Arts & Entertainment
2 min

Tories skip all-party meeting on arts and culture

Ottawa event adds local voices to culture clash

Credit: Dale Smith photo

It was perhaps prescient that in one of the region’s oldest theatre spaces, the future of this country’s arts and cultural funding was being discussed.

The hall itself was filled to capacity, people standing along the side aisles and spilling into the lobby Sep 24. The main attraction at the University of Ottawa’s Academic building was a town hall hosted by Vote Culture.

Vote Culture, a group formed on the eve of the election to encourage discussion of federal arts policies, held the meeting in order to ask members of all five political parties about arts and culture funding.

The impetus was $45 million in funding cuts by the Conservative government, some of which were diverted to pay for the opening ceremonies of the Vancouver 2010 Olympics.

Political representatives to the town hall included Ottawa Centre incumbent Paul Dewar for the NDP, Bloc Québécois candidate Raphaël Déry from Hull-Aylmer, Green Party candidate Sylvie Lemieux from Glengarry-Prescott-Russell, and Ottawa-Vanier incumbent Mauril Bélanger for the Liberals.  The Conservatives declined to send a representative.

Facing a panel of six members from the arts and — in one case — business communities, the politicians took questions on their party’s plans for arts funding, for their visions of arts and culture in Canada, and the role of government in sectors like film and television production.

The Greens had little in the way of concrete policy — only a commitment to sit down with stakeholders to discuss their issues. So while the Bloc concerned itself mostly with the cultural implications for Québec, it was Dewar and Bélanger that provided the most substantive answers.

Dewar says the arts define “who we are as a country” and promises that his party would reverse the cuts.

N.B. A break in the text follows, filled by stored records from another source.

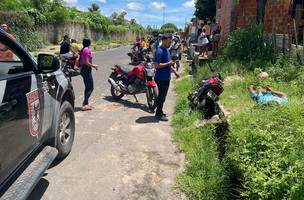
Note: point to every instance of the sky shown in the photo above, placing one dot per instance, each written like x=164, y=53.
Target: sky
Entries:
x=146, y=12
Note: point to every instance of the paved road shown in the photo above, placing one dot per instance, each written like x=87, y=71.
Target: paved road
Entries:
x=119, y=151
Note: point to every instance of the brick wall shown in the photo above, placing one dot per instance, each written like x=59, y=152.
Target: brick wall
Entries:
x=244, y=13
x=276, y=17
x=224, y=17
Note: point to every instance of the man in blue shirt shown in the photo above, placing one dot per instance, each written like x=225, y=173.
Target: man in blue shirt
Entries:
x=267, y=96
x=163, y=65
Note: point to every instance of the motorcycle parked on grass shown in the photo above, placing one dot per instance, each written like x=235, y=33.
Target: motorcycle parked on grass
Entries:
x=136, y=81
x=205, y=97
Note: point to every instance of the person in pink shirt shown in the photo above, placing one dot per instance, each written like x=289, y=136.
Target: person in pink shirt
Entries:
x=5, y=53
x=86, y=65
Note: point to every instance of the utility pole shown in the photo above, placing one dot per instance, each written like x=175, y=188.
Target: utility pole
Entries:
x=164, y=15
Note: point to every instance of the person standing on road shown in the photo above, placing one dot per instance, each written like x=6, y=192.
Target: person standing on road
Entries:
x=175, y=51
x=5, y=53
x=65, y=48
x=86, y=63
x=163, y=65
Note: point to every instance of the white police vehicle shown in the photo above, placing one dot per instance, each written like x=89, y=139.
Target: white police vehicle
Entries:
x=37, y=122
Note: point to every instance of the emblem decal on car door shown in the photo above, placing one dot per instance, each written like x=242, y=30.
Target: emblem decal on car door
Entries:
x=34, y=110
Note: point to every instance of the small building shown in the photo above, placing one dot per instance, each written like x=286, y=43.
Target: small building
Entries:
x=279, y=15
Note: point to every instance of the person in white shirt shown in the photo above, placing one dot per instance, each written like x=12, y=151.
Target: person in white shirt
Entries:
x=175, y=50
x=203, y=43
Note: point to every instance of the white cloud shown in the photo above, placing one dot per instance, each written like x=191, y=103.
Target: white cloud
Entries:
x=158, y=5
x=135, y=6
x=71, y=1
x=189, y=4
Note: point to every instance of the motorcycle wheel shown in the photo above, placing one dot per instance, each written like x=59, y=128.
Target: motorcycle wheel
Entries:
x=116, y=94
x=152, y=94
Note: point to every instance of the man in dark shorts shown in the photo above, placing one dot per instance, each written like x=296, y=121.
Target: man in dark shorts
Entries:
x=65, y=47
x=163, y=65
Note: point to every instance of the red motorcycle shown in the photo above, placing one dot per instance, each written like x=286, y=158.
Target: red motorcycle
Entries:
x=138, y=80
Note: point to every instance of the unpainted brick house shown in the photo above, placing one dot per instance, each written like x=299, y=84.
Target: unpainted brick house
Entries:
x=278, y=15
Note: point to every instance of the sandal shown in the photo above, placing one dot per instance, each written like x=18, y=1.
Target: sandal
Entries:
x=86, y=108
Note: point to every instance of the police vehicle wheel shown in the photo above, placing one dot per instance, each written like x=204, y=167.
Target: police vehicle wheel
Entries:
x=65, y=130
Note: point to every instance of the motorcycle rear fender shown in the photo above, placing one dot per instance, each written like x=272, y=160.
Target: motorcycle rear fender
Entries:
x=151, y=84
x=117, y=70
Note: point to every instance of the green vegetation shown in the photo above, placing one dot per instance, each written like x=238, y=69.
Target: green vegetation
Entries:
x=168, y=28
x=204, y=176
x=263, y=156
x=25, y=16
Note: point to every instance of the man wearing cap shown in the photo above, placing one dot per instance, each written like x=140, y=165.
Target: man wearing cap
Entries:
x=5, y=53
x=163, y=65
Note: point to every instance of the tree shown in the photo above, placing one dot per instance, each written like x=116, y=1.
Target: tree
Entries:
x=205, y=9
x=121, y=17
x=149, y=29
x=169, y=28
x=94, y=8
x=114, y=16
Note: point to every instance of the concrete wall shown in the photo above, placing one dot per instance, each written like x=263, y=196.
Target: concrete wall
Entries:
x=54, y=33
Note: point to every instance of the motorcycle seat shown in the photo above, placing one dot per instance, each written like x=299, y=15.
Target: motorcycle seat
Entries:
x=125, y=69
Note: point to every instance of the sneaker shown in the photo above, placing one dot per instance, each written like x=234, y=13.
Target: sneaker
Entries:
x=162, y=118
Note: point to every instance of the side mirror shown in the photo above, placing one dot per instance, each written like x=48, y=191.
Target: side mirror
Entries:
x=48, y=63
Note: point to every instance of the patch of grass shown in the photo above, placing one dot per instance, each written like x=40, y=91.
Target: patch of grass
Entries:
x=264, y=152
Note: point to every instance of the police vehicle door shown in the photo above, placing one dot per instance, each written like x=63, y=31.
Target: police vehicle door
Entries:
x=21, y=107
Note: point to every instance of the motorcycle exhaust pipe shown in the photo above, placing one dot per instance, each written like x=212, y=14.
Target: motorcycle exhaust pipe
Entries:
x=114, y=84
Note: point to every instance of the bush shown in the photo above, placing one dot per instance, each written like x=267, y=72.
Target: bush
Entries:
x=266, y=146
x=204, y=177
x=31, y=40
x=248, y=46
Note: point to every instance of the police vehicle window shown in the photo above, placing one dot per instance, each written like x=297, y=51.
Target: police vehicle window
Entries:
x=10, y=63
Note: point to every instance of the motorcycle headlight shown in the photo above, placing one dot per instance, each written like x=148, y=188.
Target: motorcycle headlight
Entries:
x=150, y=72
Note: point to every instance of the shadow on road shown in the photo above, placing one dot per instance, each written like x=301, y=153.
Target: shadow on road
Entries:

Bélanger, the vice-chair of the Canadian Heritage committee, says that his party would not only reverse this last round of cuts, but would also reverse cuts made in 2006 to funding that allowed Canadian embassies to showcase Canadian arts and culture abroad, and promised to double the funding to the Canada Council.

He points out that in the 2006 election, the Conservatives said that they would match the Liberal promise to double said funding, and that funding never materialised.

Bélanger also raises the alarm on an issue that has seen little play in the media — that the Canadian Revenue Agency has announced new regulations that would deny groups the ability to issue tax receipts for donations “if the donations are used for something that is contrary to public policy.”

“I’m very worried that this is indeed another way by the backdoor of either censorship or major advocacy chill, which this government has been very good at,” Bélanger says.

That the regulations employ “very similar language if not the exact same [as C-10],” is an issue of “very grave concern.”

The event attracted not only members of the city’s arts community, but also other concerned citizens including Bruce House executive director Jay Koornstra.

“I thought it was very important to support this,” Koornstra says. “Culture is really important. The artists here, at National Arts Centre and other artists have been very kind to Bruce House and support us by offering us tickets to go to shows and plays and musical things that normally our clients couldn’t afford to go to.”

“But I also maintain that culture is an important part of health and wellness for all of us.”